No Dia Mundial de Combate ao Câncer, Leonardo Dias volta a cobrar agilidade no diagnóstico e aponta falhas estruturais na rede pública
Ele chamou atenção para o fato de que muitos pacientes recebem o diagnóstico inicial ainda nas UPAs, mas enfrentam obstáculos para dar continuidade ao tratamento
Durante a Sessão Ordinária da Câmara Municipal de Maceió (CMM), nesta quarta-feira (8), o vereador Leonardo Dias (PL) voltou a responsabilizar o Município e o Estado pela demora no atendimento a pacientes com câncer em Alagoas. A cobrança foi feita justamente no Dia Mundial de Combate ao Câncer e teve como foco a dificuldade de acesso a exames e a lentidão na regulação de pacientes.
Leonardo afirmou que a realidade nas Unidades de Pronto Atendimento (UPAs) expõe um cenário preocupante. “Sou muito ativo nas UPAs. Invariavelmente, encontro pessoas esperando dezenas de dias. Se for câncer, pode ter certeza de que são mais de 30 dias até conseguir uma transferência”, afirmou.
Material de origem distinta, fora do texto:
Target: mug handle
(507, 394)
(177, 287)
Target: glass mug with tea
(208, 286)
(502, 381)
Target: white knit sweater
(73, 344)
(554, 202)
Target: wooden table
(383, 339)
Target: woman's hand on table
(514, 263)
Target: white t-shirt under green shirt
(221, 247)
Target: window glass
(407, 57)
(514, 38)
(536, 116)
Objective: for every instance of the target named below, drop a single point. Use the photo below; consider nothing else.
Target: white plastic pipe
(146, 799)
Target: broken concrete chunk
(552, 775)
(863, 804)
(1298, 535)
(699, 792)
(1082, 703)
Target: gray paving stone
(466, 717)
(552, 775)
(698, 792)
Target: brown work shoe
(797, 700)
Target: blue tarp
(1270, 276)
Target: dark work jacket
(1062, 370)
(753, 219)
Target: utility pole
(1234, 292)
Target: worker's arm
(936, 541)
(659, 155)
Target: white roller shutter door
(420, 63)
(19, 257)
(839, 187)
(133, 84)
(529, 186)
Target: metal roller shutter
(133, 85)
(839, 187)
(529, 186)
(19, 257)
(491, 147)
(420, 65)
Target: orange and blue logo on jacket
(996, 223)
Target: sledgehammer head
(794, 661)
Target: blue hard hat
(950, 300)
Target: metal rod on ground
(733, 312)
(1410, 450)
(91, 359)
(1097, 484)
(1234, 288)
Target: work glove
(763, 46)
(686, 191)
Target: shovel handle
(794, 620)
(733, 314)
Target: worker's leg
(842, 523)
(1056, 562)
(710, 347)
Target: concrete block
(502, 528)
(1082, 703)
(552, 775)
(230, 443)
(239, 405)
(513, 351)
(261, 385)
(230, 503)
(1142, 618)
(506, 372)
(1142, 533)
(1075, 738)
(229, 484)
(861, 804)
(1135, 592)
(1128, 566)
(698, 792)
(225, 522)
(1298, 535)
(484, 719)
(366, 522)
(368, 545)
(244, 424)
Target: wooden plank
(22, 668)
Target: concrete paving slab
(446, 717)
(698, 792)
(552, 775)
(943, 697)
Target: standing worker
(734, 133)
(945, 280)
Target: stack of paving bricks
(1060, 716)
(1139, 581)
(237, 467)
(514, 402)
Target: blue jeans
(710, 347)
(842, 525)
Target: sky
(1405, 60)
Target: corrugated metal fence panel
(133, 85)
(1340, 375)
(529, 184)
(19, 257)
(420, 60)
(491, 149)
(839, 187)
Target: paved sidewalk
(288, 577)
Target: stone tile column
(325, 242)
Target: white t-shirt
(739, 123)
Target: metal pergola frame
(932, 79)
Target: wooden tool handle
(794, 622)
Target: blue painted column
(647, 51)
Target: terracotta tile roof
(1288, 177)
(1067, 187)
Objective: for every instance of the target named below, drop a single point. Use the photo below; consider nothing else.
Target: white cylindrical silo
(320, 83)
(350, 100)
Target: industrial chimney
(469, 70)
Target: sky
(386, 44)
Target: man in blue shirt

Dias destacou que, atualmente, apenas duas unidades são referência para tratamento oncológico no estado: a Santa Casa, que atende a parte baixa da capital, e o Hospital Universitário, responsável pela parte alta. Ele chamou atenção para o fato de que muitos pacientes recebem o diagnóstico inicial ainda nas UPAs, mas enfrentam obstáculos para dar continuidade ao tratamento.
Entre os principais gargalos apontados está a dificuldade de acesso à ressonância magnética. “Hoje, ou o paciente entra na Justiça ou paga particular. Eu, pessoalmente, não conheço ninguém que tenha conseguido esse exame pelo SUS de forma regular”, disse.
O vereador ainda criticou a ausência do equipamento em hospitais considerados de referência. “O Hospital Metropolitano, que tem um Cacon, não possui ressonância. Precisa recorrer ao Hospital do Coração para realizar o exame”, completou.
A situação se agrava no interior do estado. Os hospitais regionais não contam com ressonância magnética, o que obriga a transferência de pacientes para Maceió apenas para a realização do exame. “Um paciente que entra no Hospital do Norte, em Porto Calvo, precisa ser transferido para Maceió, fazer a ressonância e depois voltar. Esse é o padrão”, criticou.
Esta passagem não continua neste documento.